It might seem counterproductive for an artist like me -- dependent as I am for my meager living on control of my own work -- to give my "intellectual property" away like this. But I'm not alone in doing this. Lots of artists are experimenting with different ways of sharing their work online. One that influenced me was the author Jonathan Lethem, whose "Promiscuous Materials" project inspired me to write an article for Film Arts magazine recently. (The article is not online, but there is a shorter version I wrote for EFF available here.)
Basically, Lethem has put some of his work (but not all of it) up for grabs, allowing it to be licensed for filmmakers and playwrights for the symbolic price of $1:
I like art that comes from other art, and I like seeing my stories adapted into other forms. My writing has always been strongly sourced in other voices, and I'm a fan of adaptations, appropriations, collage, and sampling.
There is an argument that all human culture is just this -- the endless remixing and recycling of earlier creativity, the making of "art that comes from other art" -- and that therefore we need social practices as well as a legal framework to reflect this obvious truth. According to this view, we should be making it easier, not harder, for people to share art and ideas, while still insisting that artists get paid. It's called the Free Culture movement by some, and in the world of computer geeks it's known as Open Source. Creative Commons, the organization founded by Lawrence Lessig, has been enormously successful in putting this idea into practice.
You might have seen the BRILLIANT article Lethem wrote for Harper's on this subject. Just to underscore his point, Lethem "wrote" the article almost entirely out of extensive quotations of work by other authors. If you haven't read it yet, I strongly encourage you to print the whole thing and give it a read.
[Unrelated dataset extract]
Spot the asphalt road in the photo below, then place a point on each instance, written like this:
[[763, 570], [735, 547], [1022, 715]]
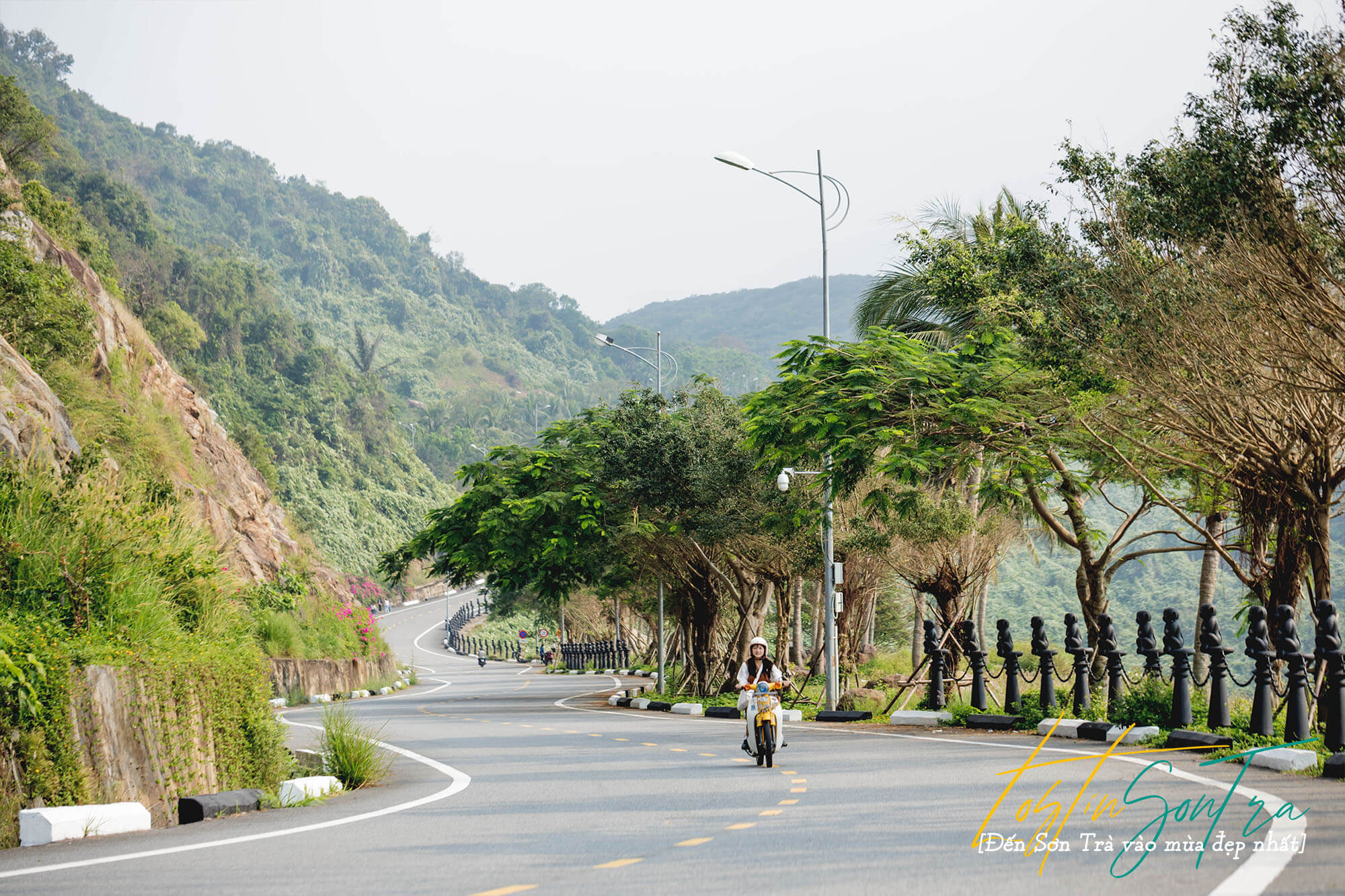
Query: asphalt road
[[514, 780]]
I've always been a big proponent of this idea, which just seems like common sense to me. I remember that my first CD mixes (back in 1995, when it was a relatively new practice) included small type that announced somewhat defensively that they were part of the creation of "global cultural commons," which I think pre-dates Lessig's use of the "commons" analogy by several years. (Too bad I didn't think to claim a copyright on the phrase!)
So, anyway, now I've done what Lethem did, and put my "intellectual property" where my mouth is. Again, I'd like to point out that I've chosen not to hand out hi-resolution version of all my art. The work that is up on my Flickr page is mostly political work (which I did not do for money) and older work which won't bring me a dime and which doesn't much interest me any longer. A search for the right terms in Flickr's Creative Commons pool will turn up my artwork -- and hopefully it will be useful to someone, somewhere, in some way I can't control or foresee. And I think that's pretty cool.
If you have a Flickr page, please mark me as a contact -- you can never have enough Flickr friends!
And while you're tooling around Flickr, I've done the same thing with the graphic work I've done for EFF (all of which is always available to the public on a CC license). Enjoy!
1 comment:
Brilliant! I've just discovered your work by way of BoingBoing and I'm very impressed. I'm a Shepard Fairey fan, but he (or at least his PR people answering his email) are not on the CC bandwagon and act like dicks when it comes to sharing.
I'm loving your posters, especially the anarchist stuff.